Я пыталась не поддаваться тоскливой атмосфере нашего дома и вспоминала рождественские праздники детства, теплые, дарившие радость. Родители не звали гостей, им с головой хватало восьмерых детей, а друзей у них не было, сколько я помню маму, она предпочитала шагать по жизни одна.
Только на Рождество они устраивали пир национальной кухни. На стол выставляли лиловую кровяную колбасу, лоснящуюся жиром, запеченный окорок, голубиный горох и ямс пакала, белый, как зубки красавицы-негритянки. Мама предпочитала шампанское, отец пил ром (много рома), а потом, страшно фальшивя, пел «Фаро в лесу», и мои братья безмолвно корчились от смеха. Однажды ночью, когда я была еще слишком мала, чтобы идти со всеми на мессу в собор Святых Петра и Павла, меня уложили спать в моей комнатке рядом с родительской спальней. Не помню, почему я проснулась, но тишина вокруг показалась мне неестественной. Обычно в доме звучала музыка, которую слушала мама, спорили братья и сестры. Я обошла первый этаж и обнаружила, что никого нет, потом осторожно, в полной темноте, поднялась на второй этаж, пытаясь нащупать на стене выключатель.

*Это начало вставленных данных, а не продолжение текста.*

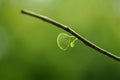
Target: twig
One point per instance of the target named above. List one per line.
(69, 30)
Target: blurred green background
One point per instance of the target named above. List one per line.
(28, 48)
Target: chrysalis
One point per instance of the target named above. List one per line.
(63, 41)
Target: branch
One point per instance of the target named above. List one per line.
(71, 31)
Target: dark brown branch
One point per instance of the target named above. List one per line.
(66, 28)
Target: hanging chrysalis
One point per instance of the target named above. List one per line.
(64, 41)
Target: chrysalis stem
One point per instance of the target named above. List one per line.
(71, 31)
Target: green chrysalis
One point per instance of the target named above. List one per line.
(64, 41)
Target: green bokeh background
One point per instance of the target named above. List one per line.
(28, 48)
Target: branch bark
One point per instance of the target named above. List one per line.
(71, 31)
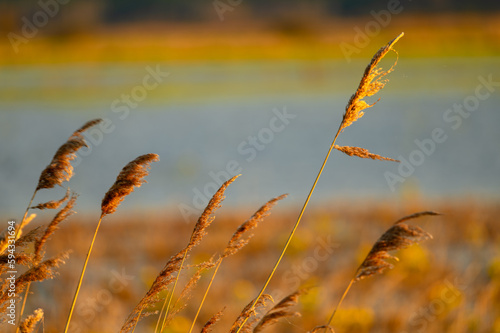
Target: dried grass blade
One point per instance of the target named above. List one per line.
(280, 311)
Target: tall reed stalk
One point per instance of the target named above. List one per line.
(371, 82)
(131, 176)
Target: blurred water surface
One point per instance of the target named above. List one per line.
(271, 121)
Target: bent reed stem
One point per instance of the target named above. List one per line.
(15, 237)
(292, 233)
(82, 274)
(338, 305)
(205, 296)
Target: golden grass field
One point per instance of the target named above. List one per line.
(140, 260)
(448, 284)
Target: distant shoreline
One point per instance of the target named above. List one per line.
(446, 35)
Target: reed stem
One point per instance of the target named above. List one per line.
(292, 233)
(82, 274)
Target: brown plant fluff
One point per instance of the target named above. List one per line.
(236, 242)
(131, 175)
(169, 272)
(62, 215)
(212, 321)
(397, 237)
(370, 84)
(186, 292)
(249, 311)
(60, 168)
(29, 324)
(30, 237)
(279, 311)
(53, 204)
(363, 153)
(8, 234)
(22, 259)
(206, 217)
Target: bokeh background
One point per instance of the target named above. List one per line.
(224, 73)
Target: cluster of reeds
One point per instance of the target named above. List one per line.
(163, 290)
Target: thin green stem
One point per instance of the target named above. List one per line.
(205, 296)
(17, 233)
(294, 227)
(159, 317)
(81, 275)
(338, 304)
(173, 289)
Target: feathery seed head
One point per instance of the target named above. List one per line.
(131, 175)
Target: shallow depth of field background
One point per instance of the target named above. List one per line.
(225, 81)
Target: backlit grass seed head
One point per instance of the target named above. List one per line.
(62, 215)
(206, 217)
(29, 324)
(53, 204)
(131, 176)
(60, 169)
(397, 237)
(371, 82)
(237, 242)
(280, 311)
(363, 153)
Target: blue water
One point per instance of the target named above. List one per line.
(218, 118)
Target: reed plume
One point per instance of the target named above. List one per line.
(371, 82)
(29, 324)
(237, 242)
(397, 237)
(170, 272)
(60, 168)
(130, 176)
(362, 153)
(62, 215)
(280, 311)
(49, 230)
(10, 236)
(241, 325)
(53, 204)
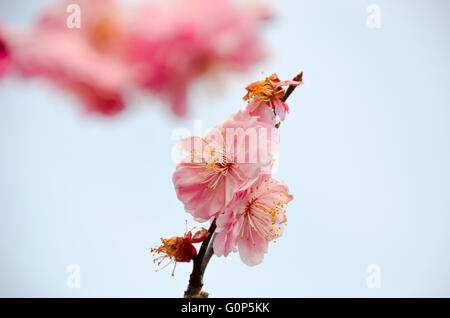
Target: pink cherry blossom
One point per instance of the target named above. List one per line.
(162, 48)
(265, 98)
(68, 62)
(178, 43)
(4, 54)
(219, 164)
(254, 217)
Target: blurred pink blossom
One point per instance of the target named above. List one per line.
(4, 54)
(160, 47)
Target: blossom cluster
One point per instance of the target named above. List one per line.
(226, 176)
(157, 47)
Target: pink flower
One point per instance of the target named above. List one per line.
(159, 47)
(218, 165)
(177, 44)
(71, 64)
(254, 217)
(265, 98)
(179, 249)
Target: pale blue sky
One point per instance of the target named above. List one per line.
(365, 152)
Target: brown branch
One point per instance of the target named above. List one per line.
(196, 279)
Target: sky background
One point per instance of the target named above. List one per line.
(365, 152)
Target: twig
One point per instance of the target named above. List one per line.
(206, 250)
(196, 279)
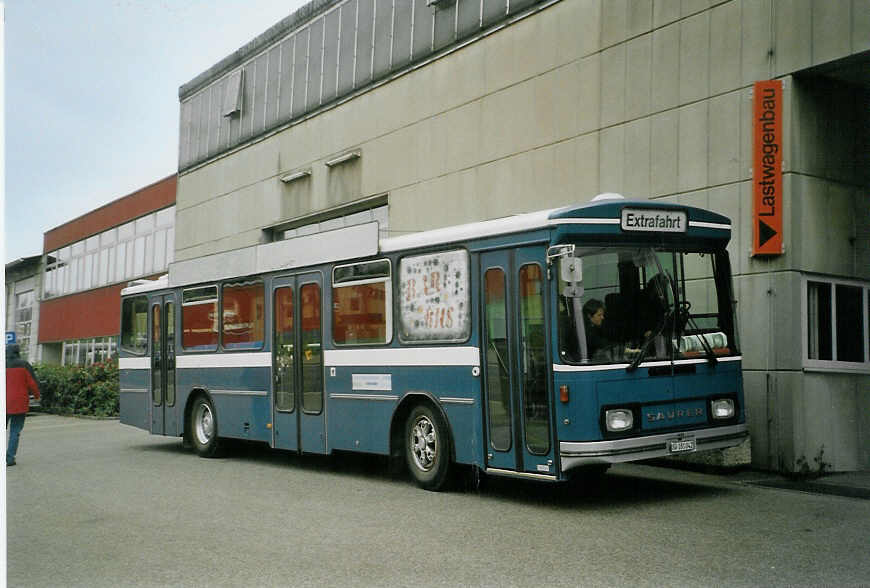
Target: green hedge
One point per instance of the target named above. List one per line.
(91, 390)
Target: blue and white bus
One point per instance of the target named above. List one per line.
(537, 346)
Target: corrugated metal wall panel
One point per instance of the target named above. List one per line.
(215, 118)
(346, 46)
(300, 71)
(468, 19)
(258, 124)
(383, 36)
(493, 11)
(519, 5)
(286, 79)
(365, 27)
(315, 64)
(422, 36)
(331, 40)
(273, 86)
(401, 33)
(445, 26)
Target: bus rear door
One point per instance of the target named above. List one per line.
(164, 420)
(297, 364)
(516, 375)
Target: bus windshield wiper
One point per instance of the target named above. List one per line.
(708, 350)
(649, 340)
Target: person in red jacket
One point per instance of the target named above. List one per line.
(20, 382)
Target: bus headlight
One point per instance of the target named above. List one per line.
(618, 419)
(723, 408)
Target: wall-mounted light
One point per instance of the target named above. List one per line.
(343, 158)
(296, 176)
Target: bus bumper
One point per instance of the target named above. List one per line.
(576, 454)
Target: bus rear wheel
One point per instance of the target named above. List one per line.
(203, 428)
(427, 447)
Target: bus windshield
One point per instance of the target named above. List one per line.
(646, 303)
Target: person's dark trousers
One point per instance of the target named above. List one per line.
(17, 423)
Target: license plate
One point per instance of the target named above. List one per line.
(681, 445)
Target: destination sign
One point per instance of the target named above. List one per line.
(660, 221)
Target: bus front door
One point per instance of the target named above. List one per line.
(164, 420)
(298, 418)
(516, 381)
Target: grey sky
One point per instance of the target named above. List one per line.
(92, 97)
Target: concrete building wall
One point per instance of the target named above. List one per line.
(652, 99)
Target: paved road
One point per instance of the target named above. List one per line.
(95, 503)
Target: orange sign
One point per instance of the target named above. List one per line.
(767, 186)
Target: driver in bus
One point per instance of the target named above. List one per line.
(593, 314)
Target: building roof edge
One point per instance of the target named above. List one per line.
(293, 21)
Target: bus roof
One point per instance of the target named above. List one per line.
(607, 215)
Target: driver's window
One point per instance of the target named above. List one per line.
(623, 307)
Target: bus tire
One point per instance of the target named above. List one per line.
(203, 428)
(427, 447)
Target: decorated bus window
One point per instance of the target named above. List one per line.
(199, 318)
(434, 297)
(362, 303)
(243, 315)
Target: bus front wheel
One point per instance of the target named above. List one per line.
(203, 428)
(427, 447)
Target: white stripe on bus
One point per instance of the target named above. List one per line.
(134, 363)
(704, 225)
(211, 360)
(403, 356)
(621, 366)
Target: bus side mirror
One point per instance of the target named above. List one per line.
(571, 269)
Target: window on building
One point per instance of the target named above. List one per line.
(23, 318)
(837, 324)
(434, 297)
(243, 314)
(89, 351)
(199, 318)
(136, 249)
(362, 303)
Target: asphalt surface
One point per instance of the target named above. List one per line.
(96, 503)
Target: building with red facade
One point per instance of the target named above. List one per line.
(88, 260)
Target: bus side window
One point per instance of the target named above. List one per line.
(134, 325)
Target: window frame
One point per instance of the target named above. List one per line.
(388, 300)
(183, 304)
(146, 350)
(834, 365)
(221, 329)
(468, 301)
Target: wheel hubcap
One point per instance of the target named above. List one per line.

Убедившись, что дом действительно пуст, я вернулась в гостиную, свернулась клубочком на диване и два часа лежала с открытыми глазами до возвращения родителей.
Мама целовала меня, спрашивала: «Ты не напугалась? Ты не напугалась?!» – а отец высказался глубокомысленно, использовав одно из любимых «умных» слов: «У этой малышки никталопия!»
Никто не понял, с чем это едят, и он пояснил: «Глаза девочки видят в темноте».
Эпоха счастливого детства осталась далеко, я вынуждена была жить в негостеприимном доме, к которому так и не смогла приспособиться, а хозяин и обслуга считали меня и моих дочерей существами низшего порядка.
Гана в это момент задыхалась под новой мишурой, взятой напрокат за границей.